The legislative intent that four years’ residence outside the town of the pauper’s settlement should be effective to terminate that settlement, whether such period was before or after the date when the act took effect, is confirmed by a further amendment adopted *346in 1943. A subsequent legislative act may throw light on the legislative intent of a former related act. General Realty Improvement Co. v. New Haven, 133 Conn. 238, 242, 50 A. 2d 59. On July 21, 1941, the attorney general ruled that § 247f applied to persons who had resided outside of the town of settlement for four consecutive years only if they had not received relief in another town prior to the effective date of the statute in its amended form. 22 Conn. Atty. Gen. Rep. 219. The adoption of § 367g of the 1943 Supplement by the legislature gave expression to its disagreement with this interpretation through the amendment of § 247f by inserting "who has, or” before "who shall have” and by adding to the act: “The provision of this section shall apply to any person having a pauper status whether such status was fixed prior to or after October 1, 1943. . . .” This was the date when the new act took effect. Sup. 1943, § 753g. Under the circumstances, there is considerable force to the defendant’s claim for application of the rule that "an amendment which in effect construes and clarifies a prior statute must be accepted as the legislative declaration of the meaning of the original act.” General Petroleum Corporation v. Smith, 62 Ariz. 239, 247, 157 P. 2d 356. In any event, there is no doubt that it is our right and duty, in arriving at the correct meaning of § 247f, to take into consideration the terms of § 367g. 50 Am. Jur. 328, § 337. This we have done in arriving at our conclusion.

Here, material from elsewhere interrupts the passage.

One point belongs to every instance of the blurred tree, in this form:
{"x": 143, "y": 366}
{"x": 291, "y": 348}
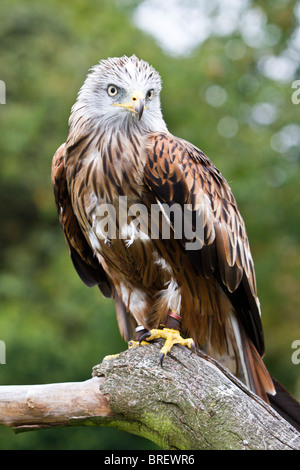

The sole authority relied upon by the plaintiff in support of its claim is Bridgeport v. Greenwich, 116 Conn. 537, 165 A. 797. We there held (p. 545) merely that the pauper’s status was fixed by the statute in force when he first applied for relief. No question as to the effect of a statute changing the pauper’s status, as in the instant case, was involved.
*347There is no error.
In this opinion the other judges concurred.